Creating a model based on information retrieval—Lucene
We used Apache's Lucene V.3.0.324 to create an information retrieval-based model. Lucene is a popular information retrieval library that creates documents with indexed fields for fast searching. Its scoring formula matches the similarity between indexed fields and search terms for each document.25 Lucene's approach combines the Boolean model of information retrieval28 and the vector space model28–30 of information retrieval. Briefly, documents "approved" by the Boolean model are scored by the vector space model. In the vector space model, documents and queries are represented as weighted vectors in a multidimensional space, where each distinct index term is a dimension, and weights are the commonly used term frequency, inverse document frequency (TF-IDF) values.29 30
To create a Lucene model we created separate documents for every unique LOINC code in the training set. Each document then contained the normalized description from all local terms mapped to that LOINC code as its indexed field. When normalized local terms from the test set were queried against this model, Lucene calculated a score for each LOINC code (document) contained in the corpus. This score was based on the number of times queried words co-occurred with that document and the total number of documents associated with those words.

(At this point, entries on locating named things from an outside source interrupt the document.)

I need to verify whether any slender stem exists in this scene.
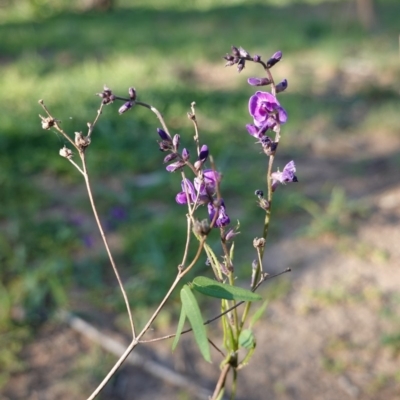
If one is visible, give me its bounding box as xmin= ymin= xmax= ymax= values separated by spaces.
xmin=87 ymin=238 xmax=206 ymax=400
xmin=80 ymin=155 xmax=135 ymax=338
xmin=211 ymin=364 xmax=231 ymax=400
xmin=139 ymin=268 xmax=291 ymax=343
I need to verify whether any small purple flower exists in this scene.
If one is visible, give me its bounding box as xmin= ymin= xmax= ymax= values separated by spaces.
xmin=267 ymin=50 xmax=282 ymax=68
xmin=175 ymin=179 xmax=196 ymax=204
xmin=271 ymin=160 xmax=298 ymax=191
xmin=165 ymin=160 xmax=186 ymax=172
xmin=157 ymin=128 xmax=172 ymax=142
xmin=194 ymin=144 xmax=209 ymax=170
xmin=275 ymin=79 xmax=288 ymax=93
xmin=247 ymin=78 xmax=271 ymax=86
xmin=118 ymin=101 xmax=135 ymax=114
xmin=249 ymin=92 xmax=287 ymax=129
xmin=207 ymin=199 xmax=231 ymax=228
xmin=182 ymin=148 xmax=190 ymax=161
xmin=194 ymin=169 xmax=221 ymax=196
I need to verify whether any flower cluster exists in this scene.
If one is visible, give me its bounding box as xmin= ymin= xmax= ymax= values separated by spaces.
xmin=224 ymin=46 xmax=298 ymax=192
xmin=157 ymin=128 xmax=230 ymax=228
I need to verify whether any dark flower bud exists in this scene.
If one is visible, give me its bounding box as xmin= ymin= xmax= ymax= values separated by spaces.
xmin=96 ymin=85 xmax=115 ymax=105
xmin=172 ymin=134 xmax=181 ymax=150
xmin=75 ymin=132 xmax=90 ymax=149
xmin=39 ymin=114 xmax=56 ymax=130
xmin=60 ymin=146 xmax=72 ymax=160
xmin=275 ymin=79 xmax=288 ymax=93
xmin=239 ymin=47 xmax=251 ymax=58
xmin=118 ymin=101 xmax=135 ymax=115
xmin=222 ymin=53 xmax=234 ymax=61
xmin=157 ymin=128 xmax=172 ymax=142
xmin=182 ymin=148 xmax=190 ymax=161
xmin=231 ymin=46 xmax=240 ymax=57
xmin=237 ymin=58 xmax=246 ymax=73
xmin=247 ymin=78 xmax=271 ymax=86
xmin=128 ymin=88 xmax=136 ymax=100
xmin=164 ymin=153 xmax=178 ymax=164
xmin=193 ymin=219 xmax=211 ymax=236
xmin=253 ymin=238 xmax=265 ymax=249
xmin=267 ymin=51 xmax=282 ymax=68
xmin=198 ymin=144 xmax=209 ymax=163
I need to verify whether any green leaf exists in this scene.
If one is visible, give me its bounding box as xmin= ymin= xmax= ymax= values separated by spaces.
xmin=239 ymin=329 xmax=256 ymax=350
xmin=172 ymin=305 xmax=186 ymax=351
xmin=250 ymin=300 xmax=268 ymax=328
xmin=193 ymin=276 xmax=261 ymax=301
xmin=181 ymin=285 xmax=211 ymax=363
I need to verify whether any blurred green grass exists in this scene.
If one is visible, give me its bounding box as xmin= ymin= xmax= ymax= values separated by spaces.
xmin=0 ymin=0 xmax=400 ymax=388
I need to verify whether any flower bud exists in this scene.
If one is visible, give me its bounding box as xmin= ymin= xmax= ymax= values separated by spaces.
xmin=253 ymin=238 xmax=265 ymax=249
xmin=59 ymin=146 xmax=72 ymax=160
xmin=182 ymin=148 xmax=190 ymax=161
xmin=164 ymin=153 xmax=178 ymax=164
xmin=247 ymin=78 xmax=271 ymax=86
xmin=172 ymin=134 xmax=181 ymax=150
xmin=118 ymin=101 xmax=135 ymax=115
xmin=128 ymin=88 xmax=136 ymax=100
xmin=267 ymin=50 xmax=282 ymax=68
xmin=157 ymin=128 xmax=172 ymax=142
xmin=239 ymin=47 xmax=251 ymax=58
xmin=275 ymin=79 xmax=288 ymax=93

The Lucene score ranged from zero with no fixed upper bound value.
An example of the models created by Maxent and Lucene
To illustrate use of the Maxent and Lucene models, consider a corpus that contains only five terms with manually mapped LOINC codes as shown in table 1. The data from this corpus are used to create a Maxent model with five events and three outcomes as shown in table 2. It is also used to create a Lucene model with three documents and corresponding indexed fields as shown in table 3. Note that the Lucene model concatenates all the term descriptions from different institutions mapped to the same LOINC code. Now suppose that a test institution contains five unmapped terms ‘indirect’, ‘direct’, ‘coombs’, ‘bilirubin’ and ‘direct, test’. The test terms are first normalized using the same StandardAnalyzer that was used to normalize the corpus. The first four test terms are each converted into one token ‘indirect’, ‘direct’, ‘coombs’ and ‘bilirubin’, respectively, whereas the last test term is converted to two tokens ‘direct’ and ‘test’. When these normalized (tokenized) term descriptions are applied against Maxent and Lucene, each model returns a set of three scores that represents the likelihood of that test term being mapped to each of the three LOINC codes contained in the corpus (table 4).
Table 1.
Local code | Term description | Normalized term description | Mapped LOINC code |
---|---|---|---|
12802 | Indirect AGT | indirect agt | 1003-3 |
IAT | Indirect Coombs’ test | indirect coombs | 1003-3 |
DCTG | Direct Coombs’ test | direct coombs test | 1006-6 |
18231 | Direct Coombs’ IgG Ab | direct coombs igg ab | 1006-6 |
BILID | Bilirubin, Direct | bilirubin direct | 1968-7 |
Table 2.
Event # | Predicates (normalized term description) | Outcome |
---|---|---|
1 | indirect agt | 1003-3 |
2 | indirect coombs | 1003-3 |
3 | direct coombs igg ab | 1006-6 |
4 | direct coombs test | 1006-6 |
5 | bilirubin direct | 1968-7 |
Table 3.
Document ID | Indexed field (normalized term description) |
---|---|
1003–3 | indirect agt indirect coombs |
1006–6 | direct coombs igg ab direct coombs test |
1968–7 | bilirubin direct |
Table 4.
Maxent model scores | Lucene model scores | |||||
---|---|---|---|---|---|---|
Normalized term description/LOINC code | 1003–3 | 1006–6 | 1967–7 | 1003–3 | 1006–6 | 1967–7 |
‘indirect’ | 0.9134 | 0.0432 | 0.0432 | 1.9876 | 0.0000 | 0.0000 |
‘direct’ | 0.1352 | 0.4558 | 0.4090 | 0.0000 | 1.4142 | 1.0000 |
‘coombs’ | 0.5019 | 0.3704 | 0.1277 | 1.0000 | 1.4142 | 0.0000 |
‘bilirubin’ | 0.0241 | 0.0241 | 0.9517 | 0.0000 | 0.0000 | 1.4054 |
‘direct’, ‘test’ | 0.0136 | 0.9451 | 0.0412 | 0.0000 | 1.9651 | 0.2899 |
Evaluation approach
To characterize how well these models performed in mapping local terms to LOINC, we conducted three sets of analyses that are described in detail in the following sections. In each case, the top five scoring LOINC codes were compared with the LOINC code assigned by manual mapping (our gold standard). We chose to limit the list of LOINC codes returned by the analyses to the top five based on our practical experience with mapping and preliminary analyses that showed it was rare for the correct LOINC code to appear in the next few rankings. Domain experts can quickly review a short list of ranked candidate LOINC codes to determine which, if any, of the LOINC codes is the correct match. A longer list is more cumbersome to review, and our experience has been that mappers prefer an interactive search interface like RELMA for reviewing a long list of candidate codes.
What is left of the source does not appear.